Every year my garden is attacked by bugs, like WWII. There is rarely a survivor among them. So, because of this I’m trying my hand at companion farming.
Companion farming is known by most people through their elementary education. Native Americans were/are well-known for their innovative farming, known as three sisters gardening. The whole principle is based around the three plants helping each other to flourish. Corn, pole beans, and squash are the three vegetables used in this method.
The pole beans impart nitrogen into the ground, for the corn to use, while simultaneously using the corn as a trellis. The squash helps keep the weeds down with extensive shading, making it much easier to care for the garden space. They were typically planted on hills, but I have never had much success with hills.
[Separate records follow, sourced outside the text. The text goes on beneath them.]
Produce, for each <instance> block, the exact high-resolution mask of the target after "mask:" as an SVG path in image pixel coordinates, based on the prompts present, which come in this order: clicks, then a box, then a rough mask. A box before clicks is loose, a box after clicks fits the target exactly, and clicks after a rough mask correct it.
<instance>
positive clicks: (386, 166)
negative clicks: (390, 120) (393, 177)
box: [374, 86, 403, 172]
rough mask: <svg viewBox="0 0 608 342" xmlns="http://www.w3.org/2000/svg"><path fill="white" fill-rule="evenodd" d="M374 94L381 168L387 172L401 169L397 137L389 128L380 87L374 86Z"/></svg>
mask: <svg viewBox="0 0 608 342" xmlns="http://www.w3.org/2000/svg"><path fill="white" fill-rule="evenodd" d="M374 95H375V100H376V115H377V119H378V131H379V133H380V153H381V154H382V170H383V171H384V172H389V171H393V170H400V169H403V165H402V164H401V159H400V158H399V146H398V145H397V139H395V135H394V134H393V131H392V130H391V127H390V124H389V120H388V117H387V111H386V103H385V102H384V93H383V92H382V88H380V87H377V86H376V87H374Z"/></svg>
I’m taking it one step further and trying to add in new flowers, herbs, and vegetables around my more treasured plants. I did some research and found a pretty large pool of information on the subject. Particularly keeping squash bugs at bay, which has been my life’s mission (and occasional failure) for many years now. Even one day of missing some eggs can ruin a crop.
The common thread I saw in all of my research was that the nasturtium plant was, hands down, the best to keep away squash bugs. That alone will make me jump for joy, but it isn’t the end of the struggle. Last year I saw the addition of a flying moth that’s larvae invades the inside of the stem of many melons and squash plants. Cementing an awful harvest last fall.
This lead to discovering that possibly radishes will help distract them. Many folks have had good results, so maybe I can too. Worth a shot right? I found even more good companions, for things like broccoli, lettuce, and tomatoes. But I think I’ll save that for another post, just to keep things chill.